Notably, Defendants also offer factual allegations - without any support - in an attempt to rebut Hannah's allegations. Defendants state, for example, that Peaches is a family owned and run business with "less than one-tenth of one percent" share of the Chicago market. (Mot. at 11.) At the motion to dismiss stage, however, the Court must take all facts which Hannah's has pled as true, and make all reasonable inferences in its favor. See, e.g., D.B. ex rel. Kurtis B. v. Kopp, No. 12-2818, 2013 WL 3957576, at *1 (7th Cir. Aug. 2, 2013). Defendants cannot defeat Hannah's' allegations by merely offering unsupported factual allegations of their own.
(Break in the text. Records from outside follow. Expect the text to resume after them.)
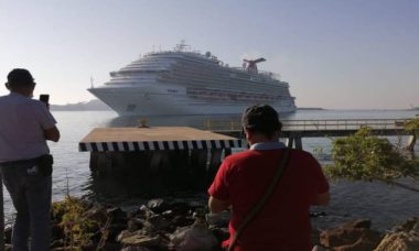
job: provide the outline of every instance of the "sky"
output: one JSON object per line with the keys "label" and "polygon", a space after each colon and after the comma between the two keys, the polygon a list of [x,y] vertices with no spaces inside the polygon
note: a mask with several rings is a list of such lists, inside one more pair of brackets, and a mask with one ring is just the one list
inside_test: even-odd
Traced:
{"label": "sky", "polygon": [[419,106],[417,0],[0,0],[0,79],[28,68],[51,103],[181,40],[230,66],[264,56],[298,107]]}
Similarly, Defendants cannot defeat Hannah's complaint by making conclusory statements that the conduct at issue "can be good for competition" or may constitute legal vertical arrangements. (Reply at 7.) Defendants can pursue such defenses or put forth evidence to undercut Hannah's' allegations that Peaches' actions are anticompetitive at later stages in this litigation. At this stage, Hannah's sufficiently has alleged specific actions by Peaches, along with anticompetitive effects stemming from those actions, to survive a motion to dismiss.

II. 12(b)(1) Motion

Defendants dos not offer any reason why the Court should dismiss the state law counts for lack of federal court subject matter jurisdiction. Rather, Defendants seem to ask the Court to refuse to assert supplemental jurisdiction over the state law claims if it dismisses the federal claims. Because the Court does not dismiss the federal claims, this argument fails.


The Court denies Defendants' motion to dismiss. The Court also denies Hannah's' motion to strike as moot.